Thomas hampir tak mendengarnya—dia sedang berpikir keras beberapa saat. “Mereka selalu membandingkan Peta setiap sektor dengan hari sebelumnya, dan hari sebelumnya lagi, dari hari ke hari, setiap Pelari hanya menganalisis Sektor mereka sendiri. Bagaimana seandainya mereka membandingkan Peta-Peta itu dengan sektor-sektor lain ….” Suaranya mengecil, merasa telah mendekati yang dicarinya.

Teresa sepertinya tak menghiraukannya, memikirkan teorinya sendiri. “Yang kali pertama terpikir olehku mengenai kata kode adalah huruf-huruf. Huruf-huruf dalam alfabet. Mungkin Maze itu mencoba mengeja sesuatu.”

Segalanya mengalir begitu cepat ke dalam pikiran Thomas, anak itu hampir mendengar suara semua bagian yang menyatu pada saat bersamaan. “Kau benar—kau benar! Tapi, para Pelari selama ini mengamatinya dengan keliru. Mereka menganalisisnya dengan cara yang salah!”

Teresa kini mencengkeram jeruji-jeruji jendela, buku-buku jarinya memutih, wajahnya menempel di jeruji besinya. “Apa? Apa maksudmu?”

Thomas mencengkeram dua jeruji di sebelah yang dipegang gadis itu, bergerak mendekat hingga mampu mambaui aromanya—perpaduan bau keringat dan bunga-bungaan yang anehnya menyenangkan. “Minho bilang bahwa pola-pola itu berulang dengan sendirinya, tetapi mereka belum menemukan artinya.

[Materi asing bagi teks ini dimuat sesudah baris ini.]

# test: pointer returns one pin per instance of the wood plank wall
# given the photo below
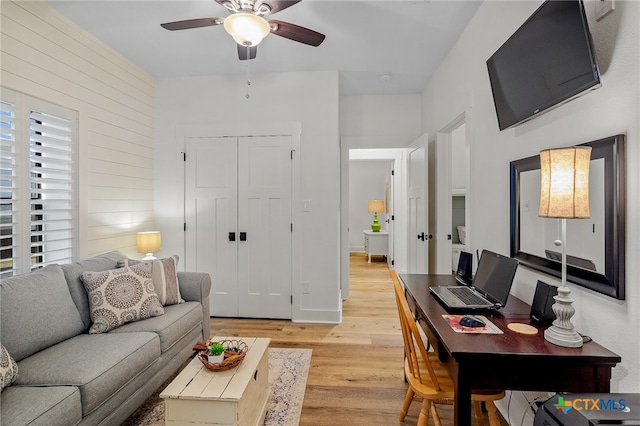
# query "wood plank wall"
(45, 55)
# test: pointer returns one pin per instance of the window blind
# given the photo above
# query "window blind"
(37, 198)
(8, 186)
(51, 189)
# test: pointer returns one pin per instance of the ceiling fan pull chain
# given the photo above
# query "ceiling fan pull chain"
(248, 73)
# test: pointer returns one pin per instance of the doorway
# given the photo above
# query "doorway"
(452, 218)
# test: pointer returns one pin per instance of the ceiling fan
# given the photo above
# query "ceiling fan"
(247, 25)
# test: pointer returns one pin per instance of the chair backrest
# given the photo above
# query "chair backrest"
(414, 347)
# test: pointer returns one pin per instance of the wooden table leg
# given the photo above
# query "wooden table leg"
(462, 412)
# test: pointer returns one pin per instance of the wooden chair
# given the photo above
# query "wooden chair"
(429, 378)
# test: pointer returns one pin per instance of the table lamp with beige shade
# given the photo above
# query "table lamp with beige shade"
(564, 194)
(375, 207)
(149, 242)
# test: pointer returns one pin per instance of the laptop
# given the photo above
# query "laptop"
(490, 288)
(465, 264)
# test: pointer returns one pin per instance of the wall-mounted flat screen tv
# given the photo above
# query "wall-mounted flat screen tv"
(549, 60)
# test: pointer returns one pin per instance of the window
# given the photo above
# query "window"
(37, 213)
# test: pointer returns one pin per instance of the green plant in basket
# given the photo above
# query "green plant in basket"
(216, 349)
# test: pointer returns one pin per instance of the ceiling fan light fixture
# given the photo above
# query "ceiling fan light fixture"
(246, 29)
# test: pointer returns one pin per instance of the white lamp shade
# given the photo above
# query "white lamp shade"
(148, 242)
(246, 29)
(564, 183)
(376, 206)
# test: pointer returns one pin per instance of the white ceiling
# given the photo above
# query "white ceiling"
(365, 39)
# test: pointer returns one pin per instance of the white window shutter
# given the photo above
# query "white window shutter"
(8, 197)
(51, 189)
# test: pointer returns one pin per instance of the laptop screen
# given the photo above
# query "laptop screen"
(495, 275)
(464, 265)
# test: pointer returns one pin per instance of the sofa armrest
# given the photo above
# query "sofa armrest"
(195, 287)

Tapi, mereka selalu mempelajarinya per sektor, membandingkan satu hari dengan hari berikutnya. Bagaimana seandainya setiap hari adalah bagian terpisah dari kode itu, dan seharusnya mereka menggunakan kedelapan sektor sekaligus?”

“Menurutmu, mungkin ada sebuah kata yang harus di pecahkan setiap hari?” tanya Teresa. “Dengan semua pergerakan tembok itu?”

Thomas mengangguk. “Atau mungkin sebuah huruf dalam sehari, aku tak tahu. Tapi, mereka selalu mengira semua pergerakan itu akan memberi petunjuk tentang meloloskan diri, bukan mengeja sesuatu. Selama ini mereka mempelajarinya sebagai sebuah peta, bukan gambaran dari sesuatu. Kita harus—” Kemudian, dia terdiam, teringat apa yang baru saja diberi tahu oleh Newt. “Oh, tidak.”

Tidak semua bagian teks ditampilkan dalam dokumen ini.